The first line contains a single integer $$$t$$$ ($$$1 \le t \le 10^4$$$) — the number of testcases.

The first line of each testcase contains three integers $$$n, m$$$ and $$$k$$$ ($$$2 \le n \le 2 \cdot 10^4$$$; $$$0 \le m \le 2 \cdot 10^4$$$; $$$2 \le k \le 10$$$).

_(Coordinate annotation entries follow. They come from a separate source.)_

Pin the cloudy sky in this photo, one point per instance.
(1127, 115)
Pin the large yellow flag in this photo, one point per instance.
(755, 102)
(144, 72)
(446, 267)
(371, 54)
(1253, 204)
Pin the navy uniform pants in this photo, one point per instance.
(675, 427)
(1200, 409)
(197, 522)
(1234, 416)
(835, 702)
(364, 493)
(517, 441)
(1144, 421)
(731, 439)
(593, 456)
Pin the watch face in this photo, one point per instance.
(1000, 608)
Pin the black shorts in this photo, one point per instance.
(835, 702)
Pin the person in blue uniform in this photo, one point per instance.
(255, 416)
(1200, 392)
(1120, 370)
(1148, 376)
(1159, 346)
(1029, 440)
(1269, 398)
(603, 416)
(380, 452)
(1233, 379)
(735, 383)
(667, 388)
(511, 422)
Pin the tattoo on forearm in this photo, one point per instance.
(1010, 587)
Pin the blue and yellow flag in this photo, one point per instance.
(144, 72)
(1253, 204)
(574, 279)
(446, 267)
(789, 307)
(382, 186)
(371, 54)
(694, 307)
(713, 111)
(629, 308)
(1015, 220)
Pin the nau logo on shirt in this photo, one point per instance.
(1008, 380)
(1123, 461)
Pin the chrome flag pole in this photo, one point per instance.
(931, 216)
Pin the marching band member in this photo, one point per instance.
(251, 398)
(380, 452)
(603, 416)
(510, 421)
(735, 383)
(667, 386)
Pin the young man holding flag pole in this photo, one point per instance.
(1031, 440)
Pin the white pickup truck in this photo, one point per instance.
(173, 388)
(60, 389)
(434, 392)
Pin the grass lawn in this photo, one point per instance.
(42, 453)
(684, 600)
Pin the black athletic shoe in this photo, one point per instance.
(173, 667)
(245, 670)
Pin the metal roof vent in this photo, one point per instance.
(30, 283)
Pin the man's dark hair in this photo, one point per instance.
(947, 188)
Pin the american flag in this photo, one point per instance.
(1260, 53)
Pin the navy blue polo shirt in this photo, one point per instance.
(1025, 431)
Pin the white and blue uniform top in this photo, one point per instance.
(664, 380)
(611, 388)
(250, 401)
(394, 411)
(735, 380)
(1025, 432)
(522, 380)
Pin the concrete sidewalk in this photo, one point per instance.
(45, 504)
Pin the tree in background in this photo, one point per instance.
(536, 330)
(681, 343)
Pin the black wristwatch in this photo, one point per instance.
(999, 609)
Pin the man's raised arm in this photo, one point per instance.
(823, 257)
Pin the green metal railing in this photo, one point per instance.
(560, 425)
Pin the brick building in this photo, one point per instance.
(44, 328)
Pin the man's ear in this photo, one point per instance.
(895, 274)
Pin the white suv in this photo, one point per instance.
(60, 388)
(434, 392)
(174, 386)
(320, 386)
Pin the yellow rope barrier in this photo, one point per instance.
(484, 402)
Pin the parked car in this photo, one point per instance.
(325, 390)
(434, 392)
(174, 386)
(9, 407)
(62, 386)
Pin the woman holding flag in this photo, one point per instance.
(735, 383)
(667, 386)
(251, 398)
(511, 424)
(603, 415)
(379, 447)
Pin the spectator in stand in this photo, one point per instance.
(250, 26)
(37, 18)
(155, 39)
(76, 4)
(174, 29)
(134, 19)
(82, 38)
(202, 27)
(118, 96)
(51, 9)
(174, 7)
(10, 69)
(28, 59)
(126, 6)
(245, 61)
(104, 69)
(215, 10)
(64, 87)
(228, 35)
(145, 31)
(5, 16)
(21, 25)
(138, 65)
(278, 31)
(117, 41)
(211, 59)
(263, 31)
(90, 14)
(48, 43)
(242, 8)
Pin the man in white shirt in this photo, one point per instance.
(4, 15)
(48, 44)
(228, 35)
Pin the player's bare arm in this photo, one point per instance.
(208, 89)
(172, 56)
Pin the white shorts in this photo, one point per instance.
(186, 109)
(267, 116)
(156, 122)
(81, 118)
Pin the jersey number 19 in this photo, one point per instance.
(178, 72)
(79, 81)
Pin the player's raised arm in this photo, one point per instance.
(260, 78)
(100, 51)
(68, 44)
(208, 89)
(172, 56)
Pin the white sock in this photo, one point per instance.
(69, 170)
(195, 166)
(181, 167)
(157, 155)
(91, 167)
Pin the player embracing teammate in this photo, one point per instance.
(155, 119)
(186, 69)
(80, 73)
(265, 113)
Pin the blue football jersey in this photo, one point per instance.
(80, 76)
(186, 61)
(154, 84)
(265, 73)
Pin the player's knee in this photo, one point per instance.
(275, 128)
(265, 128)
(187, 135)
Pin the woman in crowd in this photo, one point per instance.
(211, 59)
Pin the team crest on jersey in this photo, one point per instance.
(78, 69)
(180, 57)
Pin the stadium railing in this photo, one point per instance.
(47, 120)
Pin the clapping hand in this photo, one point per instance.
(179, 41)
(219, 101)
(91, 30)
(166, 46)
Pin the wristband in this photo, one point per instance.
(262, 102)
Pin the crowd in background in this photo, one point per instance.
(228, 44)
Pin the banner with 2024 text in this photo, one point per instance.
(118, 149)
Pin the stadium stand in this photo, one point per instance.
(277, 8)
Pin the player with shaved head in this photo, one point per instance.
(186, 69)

The $$$i$$$-th of the next $$$m$$$ lines contains a description of a constraint. Each constraint is of one of three following types:

• $$$1~i~x$$$ ($$$1 \le i \le n$$$; $$$1 \le x \le k$$$): $$$a_i$$$ should not be equal to $$$x$$$;
• $$$2~i~j~x$$$ ($$$1 \le i < j \le n$$$; $$$2 \le x \le 2 \cdot k$$$): $$$a_i + a_j$$$ should be less than or equal to $$$x$$$;
• $$$3~i~j~x$$$ ($$$1 \le i < j \le n$$$; $$$2 \le x \le 2 \cdot k$$$): $$$a_i + a_j$$$ should be greater than or equal to $$$x$$$.

The sum of $$$n$$$ over all testcases doesn't exceed $$$2 \cdot 10^4$$$. The sum of $$$m$$$ over all testcases doesn't exceed $$$2 \cdot 10^4$$$.